1.8" Quartz, Atacamite & Chrysocolla Association - Peru

This colorful specimen consists of an association of vivid green atacamite crystals and sky-blue chrysocolla, both of which are covered in a layer of quartz crystals. It was collected from the Lily Mine in Pisco Umay, Peru and is 1.8" wide.

Chrysocolla is a basic copper silicate that typically forms as a pseudomorph following other copper based minerals. The chemical formula is considered undetermined due to the varying substitutions of elements and water content in its chemical structure. However, there is a form of chrysocolla with an identifiable chemical formula of Cu2H2Si2O5(OH)4, that can be found in microcrystals.

Regularly, chrysocolla will form as botryoidal lumps and spheres, rarely forming visible crystals. It's also been known to form in both solid and fibrous veins, over fibrous minerals and in crusts. Known for its sharp and vibrant coloring, chrysocolla can display a wide variety of colors such as blueish-green, bright green, light blue to even sometimes multicolored specimens, depending on the atmosphere present during formation.

Atacamite is a secondary copper mineral that's formed from the oxidation of copper minerals. It has the chemical formula Cu₂Cl(OH)₃ and forms as slender prismatic crystals, fibrous crystals and as granular to compact aggregations. Atacamite was first described by D. de Fallizen after specimens found in the Atacama Desert of Chile in 1801.

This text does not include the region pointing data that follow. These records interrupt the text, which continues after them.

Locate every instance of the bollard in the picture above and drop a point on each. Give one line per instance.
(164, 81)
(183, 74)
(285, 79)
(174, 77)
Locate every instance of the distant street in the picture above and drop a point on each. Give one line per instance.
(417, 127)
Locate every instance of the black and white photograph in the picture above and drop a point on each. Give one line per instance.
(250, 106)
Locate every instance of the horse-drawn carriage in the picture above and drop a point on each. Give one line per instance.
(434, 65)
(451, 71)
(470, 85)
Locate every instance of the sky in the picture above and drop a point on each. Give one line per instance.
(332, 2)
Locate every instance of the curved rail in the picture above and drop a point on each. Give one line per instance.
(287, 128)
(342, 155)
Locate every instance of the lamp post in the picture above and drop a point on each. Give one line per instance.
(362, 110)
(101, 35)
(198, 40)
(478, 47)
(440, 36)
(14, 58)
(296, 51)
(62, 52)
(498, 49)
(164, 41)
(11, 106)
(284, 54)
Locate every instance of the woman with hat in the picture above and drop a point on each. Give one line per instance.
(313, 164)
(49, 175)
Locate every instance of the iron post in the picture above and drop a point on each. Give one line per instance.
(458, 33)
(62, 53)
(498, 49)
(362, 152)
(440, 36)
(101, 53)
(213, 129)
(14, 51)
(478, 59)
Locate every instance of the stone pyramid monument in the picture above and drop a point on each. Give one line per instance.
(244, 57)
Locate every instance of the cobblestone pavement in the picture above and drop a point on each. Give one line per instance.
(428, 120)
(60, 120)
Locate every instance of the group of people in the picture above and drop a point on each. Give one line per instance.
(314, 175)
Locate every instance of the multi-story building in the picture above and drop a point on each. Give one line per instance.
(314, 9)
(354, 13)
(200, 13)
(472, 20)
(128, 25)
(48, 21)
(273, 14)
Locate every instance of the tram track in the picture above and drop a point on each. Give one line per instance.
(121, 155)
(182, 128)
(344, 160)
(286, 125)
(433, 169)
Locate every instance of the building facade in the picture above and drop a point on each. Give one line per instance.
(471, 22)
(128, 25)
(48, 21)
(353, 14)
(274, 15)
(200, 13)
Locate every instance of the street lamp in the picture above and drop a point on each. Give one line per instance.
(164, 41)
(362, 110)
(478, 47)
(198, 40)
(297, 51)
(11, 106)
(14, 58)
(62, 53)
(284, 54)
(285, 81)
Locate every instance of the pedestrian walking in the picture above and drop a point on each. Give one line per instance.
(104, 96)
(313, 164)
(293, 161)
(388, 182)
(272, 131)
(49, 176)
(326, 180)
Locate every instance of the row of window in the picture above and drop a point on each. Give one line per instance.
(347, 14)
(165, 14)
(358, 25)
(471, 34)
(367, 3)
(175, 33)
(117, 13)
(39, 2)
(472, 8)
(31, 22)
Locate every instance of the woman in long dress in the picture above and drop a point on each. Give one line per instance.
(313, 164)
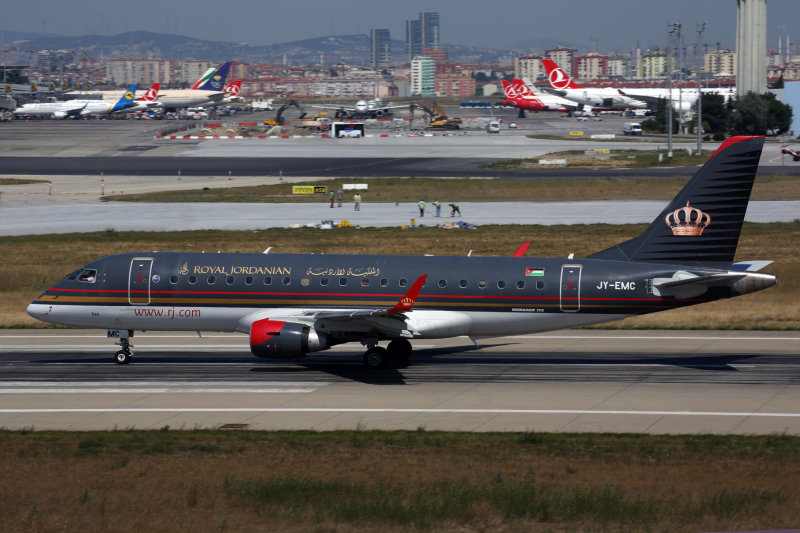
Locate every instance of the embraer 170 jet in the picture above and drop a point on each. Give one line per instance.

Silicon Dioxide, also know as SiO2 or Quartz, is the second most abundant mineral in the Earth's crust. Quartz crystals generally grow in silica-rich, hot watery solutions called hydrothermal environments, at temperatures between 100°C and 450°C, and usually under very high pressure. Quartz veins are formed when open fissures are filled with hot water during the closing stages of mountains forming, and can be hundreds of millions of years old.